Cependant Labori protestait qu’il avait des questions à poser à Boisdeffre ; mais Delegorgue lui refusa la parole : « L’incident est clos ! » Esterhazy étant à la barre, il lui fit prêter serment.

Au Sahara et dans l’Arabie Pétrée, on entend parfois rouler un invisible tambour qu’on appelle le tambour du désert. Il roulait, commandait maintenant dans le désert des lois[2].

Delegorgue demanda à Labori s’il avait des questions à poser à Esterhazy. L’avocat répliqua qu’il préparait ses conclusions sur le refus qui lui avait été fait d’interroger Boisdeffre. « Si vous ne posez pas maintenant vos questions, vous ne les poserez plus. »

Labori tint bon : Delegorgue aussi. Il fit appeler les témoins suivants qui, par hasard, étaient absents. Force lui fut d’attendre les conclusions de Labori et de lui en laisser donner lecture.

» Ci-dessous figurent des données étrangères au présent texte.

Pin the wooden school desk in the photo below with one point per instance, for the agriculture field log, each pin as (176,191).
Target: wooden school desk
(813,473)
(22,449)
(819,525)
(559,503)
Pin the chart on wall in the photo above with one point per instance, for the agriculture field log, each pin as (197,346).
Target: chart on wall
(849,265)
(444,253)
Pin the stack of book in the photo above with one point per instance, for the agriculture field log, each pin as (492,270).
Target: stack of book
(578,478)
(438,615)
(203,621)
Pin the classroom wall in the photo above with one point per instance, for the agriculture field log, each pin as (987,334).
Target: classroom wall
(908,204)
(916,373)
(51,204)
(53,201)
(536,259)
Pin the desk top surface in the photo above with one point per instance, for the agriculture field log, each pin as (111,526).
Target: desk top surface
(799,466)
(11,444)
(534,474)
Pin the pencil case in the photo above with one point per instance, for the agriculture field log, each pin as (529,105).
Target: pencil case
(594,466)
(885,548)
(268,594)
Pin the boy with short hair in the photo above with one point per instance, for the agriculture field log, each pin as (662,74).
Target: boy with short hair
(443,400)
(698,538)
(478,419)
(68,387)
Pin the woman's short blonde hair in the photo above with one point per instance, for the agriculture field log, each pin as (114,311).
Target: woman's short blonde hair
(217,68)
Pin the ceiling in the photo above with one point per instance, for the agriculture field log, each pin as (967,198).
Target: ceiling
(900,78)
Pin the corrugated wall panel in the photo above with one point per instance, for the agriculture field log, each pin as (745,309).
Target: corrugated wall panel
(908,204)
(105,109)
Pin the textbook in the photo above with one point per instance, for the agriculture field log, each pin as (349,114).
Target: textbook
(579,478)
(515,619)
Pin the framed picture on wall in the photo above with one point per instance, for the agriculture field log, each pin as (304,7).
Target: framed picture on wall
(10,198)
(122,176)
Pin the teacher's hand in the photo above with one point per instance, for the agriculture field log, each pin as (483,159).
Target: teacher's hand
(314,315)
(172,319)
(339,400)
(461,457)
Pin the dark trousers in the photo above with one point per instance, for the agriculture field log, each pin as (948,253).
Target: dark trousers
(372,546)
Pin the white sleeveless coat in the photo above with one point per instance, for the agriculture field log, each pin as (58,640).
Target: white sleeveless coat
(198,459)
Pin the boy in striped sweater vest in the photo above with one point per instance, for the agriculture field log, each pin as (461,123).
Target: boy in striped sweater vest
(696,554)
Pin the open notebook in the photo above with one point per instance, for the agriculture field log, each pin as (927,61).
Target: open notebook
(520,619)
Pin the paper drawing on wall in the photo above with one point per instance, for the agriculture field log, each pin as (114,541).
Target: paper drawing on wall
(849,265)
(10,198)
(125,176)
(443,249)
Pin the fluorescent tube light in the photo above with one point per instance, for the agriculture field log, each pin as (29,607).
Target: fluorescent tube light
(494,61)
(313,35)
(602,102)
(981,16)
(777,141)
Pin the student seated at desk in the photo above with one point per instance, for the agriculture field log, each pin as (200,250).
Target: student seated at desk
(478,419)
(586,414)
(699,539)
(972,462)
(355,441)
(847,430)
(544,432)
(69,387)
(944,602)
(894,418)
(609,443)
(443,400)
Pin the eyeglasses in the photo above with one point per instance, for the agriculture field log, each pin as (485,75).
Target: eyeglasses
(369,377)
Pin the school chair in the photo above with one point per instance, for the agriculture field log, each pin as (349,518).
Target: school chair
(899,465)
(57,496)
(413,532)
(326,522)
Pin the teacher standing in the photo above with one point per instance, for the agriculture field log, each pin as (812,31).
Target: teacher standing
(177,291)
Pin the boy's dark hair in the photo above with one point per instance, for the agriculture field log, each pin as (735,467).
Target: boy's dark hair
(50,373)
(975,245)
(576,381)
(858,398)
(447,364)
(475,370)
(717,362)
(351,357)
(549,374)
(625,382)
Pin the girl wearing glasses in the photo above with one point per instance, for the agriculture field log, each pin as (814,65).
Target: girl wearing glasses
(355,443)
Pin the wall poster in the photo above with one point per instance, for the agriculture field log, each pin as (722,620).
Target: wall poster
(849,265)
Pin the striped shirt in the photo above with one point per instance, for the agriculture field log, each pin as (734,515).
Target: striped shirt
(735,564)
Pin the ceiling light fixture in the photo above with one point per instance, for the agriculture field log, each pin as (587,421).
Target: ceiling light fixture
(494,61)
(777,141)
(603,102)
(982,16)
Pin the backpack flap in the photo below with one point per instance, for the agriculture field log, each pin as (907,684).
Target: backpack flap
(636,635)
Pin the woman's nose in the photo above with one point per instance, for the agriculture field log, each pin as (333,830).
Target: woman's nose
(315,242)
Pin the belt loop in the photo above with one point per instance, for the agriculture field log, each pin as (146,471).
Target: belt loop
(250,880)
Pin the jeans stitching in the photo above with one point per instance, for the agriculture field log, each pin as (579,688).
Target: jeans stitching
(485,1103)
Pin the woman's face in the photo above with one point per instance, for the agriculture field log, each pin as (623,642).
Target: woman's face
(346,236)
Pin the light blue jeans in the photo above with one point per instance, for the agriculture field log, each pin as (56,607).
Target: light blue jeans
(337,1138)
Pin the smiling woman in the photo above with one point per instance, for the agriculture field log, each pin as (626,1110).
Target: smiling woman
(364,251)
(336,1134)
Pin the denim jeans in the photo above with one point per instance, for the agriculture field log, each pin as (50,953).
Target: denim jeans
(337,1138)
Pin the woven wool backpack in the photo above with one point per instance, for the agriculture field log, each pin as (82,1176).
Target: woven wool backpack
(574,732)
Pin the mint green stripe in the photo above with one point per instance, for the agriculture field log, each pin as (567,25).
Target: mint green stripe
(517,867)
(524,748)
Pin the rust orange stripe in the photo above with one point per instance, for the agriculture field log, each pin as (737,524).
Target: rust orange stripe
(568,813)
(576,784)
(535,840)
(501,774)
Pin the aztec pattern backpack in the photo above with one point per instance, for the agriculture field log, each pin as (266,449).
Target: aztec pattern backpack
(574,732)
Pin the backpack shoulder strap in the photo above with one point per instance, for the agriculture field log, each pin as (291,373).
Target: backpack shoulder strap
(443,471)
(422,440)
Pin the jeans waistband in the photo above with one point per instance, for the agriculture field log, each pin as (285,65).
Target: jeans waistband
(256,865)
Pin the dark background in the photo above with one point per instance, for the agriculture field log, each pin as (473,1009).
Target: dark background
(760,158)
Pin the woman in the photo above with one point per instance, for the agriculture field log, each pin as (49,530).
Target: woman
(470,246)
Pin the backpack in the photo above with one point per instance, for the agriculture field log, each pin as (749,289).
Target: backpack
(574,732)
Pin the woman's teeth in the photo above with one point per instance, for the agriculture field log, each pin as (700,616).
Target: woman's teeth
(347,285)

Pour quiconque gardait une illusion sur la justice des hommes, ce spectacle était abominable. Ce juge avait rendu un arrêt pour défendre qu’il fût parlé de Dreyfus. Et que l’arrêt fût absurde ou non, équitable ou non, l’honneur du juge était de faire respecter sa propre décision. Or, il l’avait imposée seulement aux témoins qui eussent apporté des preuves de l’innocence du juif. Aux généraux qui venaient écraser le malheureux sous de solennels serments et de nouvelles pièces secrètes, il avait laissé pleine liberté de déposer à leur convenance, d’invoquer ou de violer le huis clos et le

  1. Code pénal, article 126.
  2. Séverine, 136 : » Un invisible tambour roule, commande dans le sanctuaire des lois. »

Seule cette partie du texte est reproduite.